Chinese food loves epics
The origins of certain dishes usually include some colourful stories, but none so involved and complicated as Chinese dishes. I believe this is because the story ends up evolving into something no longer about food, but about the Chinese identity. Here are two examples that my Poppa never fails to tell me when we eat these foods (and we eat them often):
Jok/Congee: This dish is essentially rice porridge/gruel and it is usually eaten with these fried breadsticks, called yow-ja-qin. The story in revolves around these breadsticks.
There was once a great general named Yue Fei, who the Chinese people very much loved. There was also an upper statesman, Qin Hui, who was very corrupt - and obviously very evil. He also had a wife who was, correspondingly, just as evil. For reasons not quite elucidated in the story, Qin had Yue Fei arrested and had him executed. Unfortunately, Yue Fei also had a son who was a great general, and Qin Hui had him arrested and executed with his father.
This made the people furious, but they knew that they were unable to retaliate in any physical manner, so they turned to food. They made sticks of dough and joined them together, then fried them in oil. The name of these sticks yow-ja-qin literally means deep-fried-qin, and the sticks were supposed to represent Qin Hui and his wife being boiled alive in hot oil, again and again.
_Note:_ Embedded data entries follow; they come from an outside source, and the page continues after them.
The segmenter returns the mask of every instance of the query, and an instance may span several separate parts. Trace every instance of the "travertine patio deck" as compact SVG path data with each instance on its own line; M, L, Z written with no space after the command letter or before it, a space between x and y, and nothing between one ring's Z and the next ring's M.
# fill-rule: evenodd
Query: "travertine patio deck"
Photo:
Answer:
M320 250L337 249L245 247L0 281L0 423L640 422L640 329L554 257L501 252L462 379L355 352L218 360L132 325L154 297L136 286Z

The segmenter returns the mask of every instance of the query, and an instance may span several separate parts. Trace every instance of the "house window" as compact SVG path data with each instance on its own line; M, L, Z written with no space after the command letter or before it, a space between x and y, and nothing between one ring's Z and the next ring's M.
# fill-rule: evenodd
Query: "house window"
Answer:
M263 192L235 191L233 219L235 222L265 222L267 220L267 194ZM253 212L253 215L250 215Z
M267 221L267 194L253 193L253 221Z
Jung: Sticky rice wrapped in banana leaves and stuffed with salty egg, pork, chinese sausage and beans.
There was another beloved Chinese man who felt helpless against a corrupt and evil Chinese statesman. He felt that there was no way to go on with his life if he could not help his people, so he through himself into the river.
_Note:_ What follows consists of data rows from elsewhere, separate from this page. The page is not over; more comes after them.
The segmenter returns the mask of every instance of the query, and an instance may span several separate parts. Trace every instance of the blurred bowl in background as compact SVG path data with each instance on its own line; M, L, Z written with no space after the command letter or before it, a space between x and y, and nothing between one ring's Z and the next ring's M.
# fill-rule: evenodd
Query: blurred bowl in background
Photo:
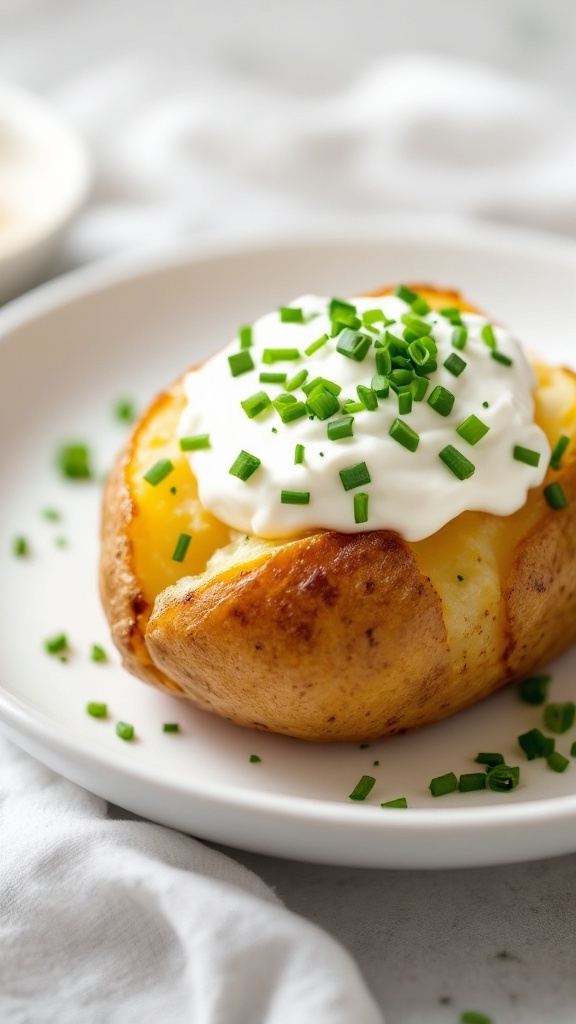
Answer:
M0 81L0 302L38 281L90 182L87 153L58 113Z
Again, the people were distraught, and rushed to the river to find his body. The river was full of fish and sharks, and to keep them from eating his body, they threw jung into the water. His body was never found, and the story (or rather, my Poppa) never actually explains why jung is filled the way it is.
As a side note, they were also racing to find his body in long boats and used drums to scare away the fish....and this is where the dragon boat races came from (at least, in part).